Ms. Lindenmayer concluded her brief remarks by thanking everyone in attendance who helped her earn the award.
"Everyone deserves a round of applause. So I will lead it," she said, applauding the gathering.
FMR Corp. Vp and Corporate Treasurer John D. Crumrine then introduced himself as Ms. Lindenmayer's boss. "As you can imagine, that's a challenging role," he said, drawing a smattering of laughter.
"I have to tell Judy what to do, what to say, how to do everything," he said, tongue firmly planted in cheek, about the highly energetic and forthright Ms. Lindenmayer. "It's challenging, and it's not working well, quite frankly. So, I'm going to have to try a different approach."
Mr. Crumrine then lamented about Ms. Lindenmayer's relationship with her insurance brokers, whom he called "out of control."
"She's too soft. They're walking all over us," he complained, again amusing the gathering.
Two powerhouse brokers Ms. Lindenmayer has long used, Marsh & McLennan Cos. Inc. and Johnson & Higgins, recently merged to form J&H Marsh & McLennan Inc. Mr. Crumrine shared his views on what prompted the merger: "The truth is they're bonding together, joining forces, because Judy is too tough for any single firm to deal with."
He summed up by saying Ms. Lindenmayer "is a creative person, a tenacious person," who also is committed to helping each one of her staff develop and further his or her career. She challenges people but then does not take credit for what they have accomplished, he said. "That's a sign of a real leader."
Continuing with the theme of Ms. Lindenmayer's relationship with her brokers, Walter S. Tomenson Jr., an executive vp with J&H Marsh & McLennan, applauded both Ms. Lindenmayer's and her staff's tenacity.
"If you're lucky enough to work closely enough with Judy and her team, you'll be challenged and stretched."
Mr. Tomenson recalled the time he brought his teen-age daughter to a breakfast meeting with Ms. Lindenmayer the day the Tomensons were to visit the Harvard University campus. After the meeting, his daughter told him, "I've never seen any person who had such control of the facts, the deal, the strategies.*.*.and you."
"Judy has been our Risk Manager of the Year every year," he concluded.
Fidelity broker Thomas F. McKenna, a J&H Marsh & McLennan managing director who helped Ms. Lindenmayer put together a couple of integrated risk programs for Fidelity, held up a handful of letters that he called Ms. Lindenmayer's "hit list." The letters are his collection of caustic correspondence that she has fired off to the broker over the years when she was less than pleased with its performance.
However, Mr. McKenna refrained from revealing any of the contents until later in the day at more private gatherings.
Describing how Ms. Lindenmayer challenges and motivates people, Mr.
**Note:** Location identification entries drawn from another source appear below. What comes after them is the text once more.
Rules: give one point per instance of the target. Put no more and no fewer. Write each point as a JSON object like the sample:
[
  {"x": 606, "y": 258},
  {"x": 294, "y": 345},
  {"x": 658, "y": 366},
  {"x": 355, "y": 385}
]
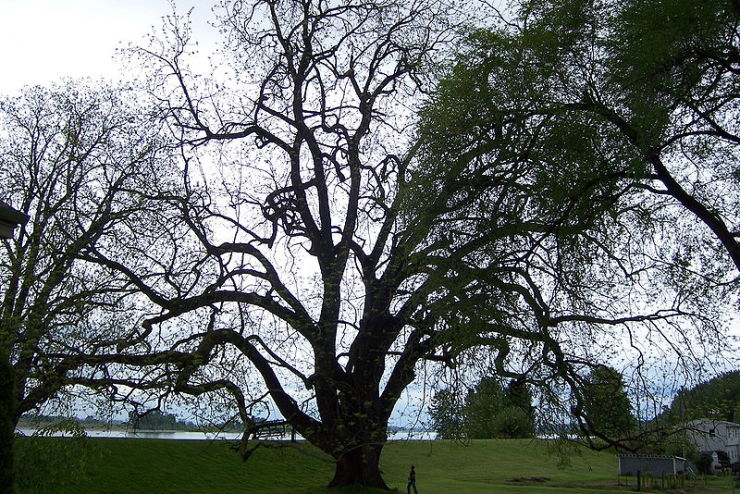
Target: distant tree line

McKenna said, "She does it professionally, and she does it with fun."
Brian Kawamoto, another Fidelity broker, who co-nominated Ms. Lindenmayer for the award, also tipped his hat to her.
Commenting on her drive and intensity, he said: "A day in the life of Judy Lindenmayer is like a day in the life of the Internet. If you don't keep up with her, you'll find yourself tremendously behind."
Ms. Lindenmayer is "goal- and results-oriented," but describing her only in that way "seems shallow," said Mr. Kawamoto, an executive vp at Aon Risk Services Cos. Inc. in San Francisco.
"The best word to use is that she's terribly passionate"-about her career, about the Risk & Insurance Management Society Inc., about the Spencer Educational Foundation Inc., and at the craps table, where she occasionally can be found with "a cigarette in her mouth and with a Stoli vodka and extra dollars in her hand," he said.
"I know more stories than anyone" about Ms. Lindenmayer, offered Donna M. Manzo, a member of Ms. Lindenmayer's staff. The two met a decade ago when both worked at Data General Corp. in Boston. "I'll save those 'til later, because she pays me."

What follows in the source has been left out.